/char-embeddings-ml-engine

Keras char rnn trainer for ICO whitepapers ready to go on Google ML Engine

Primary LanguagePythonMIT LicenseMIT

char-embeddings on Google ML Engine

char-embeddings is a repository by Max Woolf containing 300D character embeddings derived from the GloVe 840B/300D dataset, and uses these embeddings to train a deep learning model to generate text using Keras. The generation and model construction is heavily modified after the automatic text generation Keras example by François Chollet.

This repository takes this work, replaces references to specific input files with variables, and refactors it to run as a trainer on Google's ML Engine with a GPU instance.

Usage: Training

Follow Google's quickstart guides to get your ML Engine up and running. Ensure you can successfully run a training job before continuing here!

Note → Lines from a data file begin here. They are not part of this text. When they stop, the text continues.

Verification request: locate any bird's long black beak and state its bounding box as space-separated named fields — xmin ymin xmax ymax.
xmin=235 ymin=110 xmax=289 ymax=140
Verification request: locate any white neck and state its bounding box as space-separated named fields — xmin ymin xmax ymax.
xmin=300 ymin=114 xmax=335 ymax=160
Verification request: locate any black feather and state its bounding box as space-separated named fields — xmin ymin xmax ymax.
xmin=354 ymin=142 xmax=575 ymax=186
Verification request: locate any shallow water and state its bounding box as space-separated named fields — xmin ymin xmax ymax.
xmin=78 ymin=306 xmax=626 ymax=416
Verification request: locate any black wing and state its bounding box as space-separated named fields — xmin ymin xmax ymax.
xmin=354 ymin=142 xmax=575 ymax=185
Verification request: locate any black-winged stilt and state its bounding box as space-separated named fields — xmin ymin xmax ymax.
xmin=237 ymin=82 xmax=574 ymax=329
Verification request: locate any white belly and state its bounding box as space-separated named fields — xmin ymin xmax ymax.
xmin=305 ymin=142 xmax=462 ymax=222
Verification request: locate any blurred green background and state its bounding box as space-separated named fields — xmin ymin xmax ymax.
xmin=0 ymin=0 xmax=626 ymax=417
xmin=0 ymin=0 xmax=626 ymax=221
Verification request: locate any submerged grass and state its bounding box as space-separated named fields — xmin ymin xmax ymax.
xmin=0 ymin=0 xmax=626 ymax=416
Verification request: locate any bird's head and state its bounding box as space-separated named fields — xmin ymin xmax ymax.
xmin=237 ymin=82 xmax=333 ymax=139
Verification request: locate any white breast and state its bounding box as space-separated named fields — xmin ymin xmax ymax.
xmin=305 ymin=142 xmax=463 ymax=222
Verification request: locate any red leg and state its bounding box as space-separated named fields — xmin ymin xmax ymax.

You can run the trainer locally with:

gcloud ml-engine local train --module-name trainer.text_generator_keras --package-path ./trainer -- --train-file=input.txt --job-dir=tmp

Once you have this working correctly, proceed to upload your training text (input.txt) to Google Storage. To setup the Cloud ML Environment from scatch, there's see setup.sh which uses gsutil to create the nessecary cloud storage buckets and uploads nessecary training data.

Next, copy the gcloud.remote.run.sh.example and change the exports to point to your bucket, region, training file etc.

Execute your script, and you should see a job appear on ML Engine, with data created in your bucket as iterations complete.

Usage: Generating Text

After the training completes (a few hours) there will be a model file (model.hdf5) in the storage bucket. Download this model file to the output/ directory and run:

    python generate_text.py

This script will output text trained from ICO whitepapers. Next step: profit!

Requirements

keras, tensorflow, h5py, scikit-learn, gcloud

License

MIT